If this summer is remembered for anything, it won't be for my having another birthday, although that happened. The trillion dollars or so that has been lost on the world's markets will soon be regained by those more capable than I, so that won't be an issue for me, either. No, with any luck, I'll remember this summer as one dedicated to French Onion Soup, which has become something of an obsession with me.
Like most things, it all started many years ago when I had it for the first time. My wife at the time and I went out to some nice French restaurant, just the two of us, and I think that was the first time I ever had it. That was the most memorable part of the meal for me, even though it was also my introduction to escargot.
Anyway, all though I've had it off and on in the intervening years, it's only been the past couple of months that I've craved French onion soup. I can't get enough of it, and that's the problem.
It used to be that I could find Progresso French Onion soup even when I wasn't looking for it. It was everywhere. Now, the markets I frequent don't carry that variety, and I've had to try some others. Campbells has one, but it tastes funny to me, metallic, and only works in a pinch. I tried looking up recipes to make my own, but Alton Brown's first step required purchasing a fifty dollar electric skillet, so that put me in a deep funk from which I've barely recovered.
If I had the money for fifty dollar electric skillets, I'd go out to eat.
This past weekend, on a whim, I thought I'd check out this Bristol Farms market, which I'd seen a few of around town. It's like a Gelson's, only, if this is possible, only more expensive. They carry a good selection of all many of the regular favorites, all at a hefty markup, and many other frightfully expensive goods as well. This Bristol Farms, I quickly concluded, is where rich folk go to get the good food that us masses can only ever hope to taste.

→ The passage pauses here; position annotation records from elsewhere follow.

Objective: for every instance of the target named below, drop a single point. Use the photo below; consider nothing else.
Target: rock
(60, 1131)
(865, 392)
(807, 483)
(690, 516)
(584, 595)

Still, I thought it might be worth it to check out their soup selection, if only to see if they had some of that soup I craved. They carry the Progressive brand, but not French Onion. They did, however, have some jar of French Onion soup with a cute calico cover and a health-inspiring name, but it looked to me more like gravy than soup. Not that there's anything wrong with gravy, not if you have a biscuit laying around, but if there's one thing I demand of French Onion soup it's that it contains, you know, onions.
Pieces of onion. Fibrousy pieces of onion. Pieces you can chew. Chew, taste, and swallow.
They had another store name variety, for about six bucks I might add, that also lacked any particulate onion, and I passed on both of them. Is it too much to ask for onions in my onion soup? I did get some dried package, I think (I'll have to check the cupboard, later), which I hope contains more than dried powdered onion dust.
The rich may very well eat better than you and I, but when it comes to French Onion Soup, it looks as if they may as well sip it through a straw.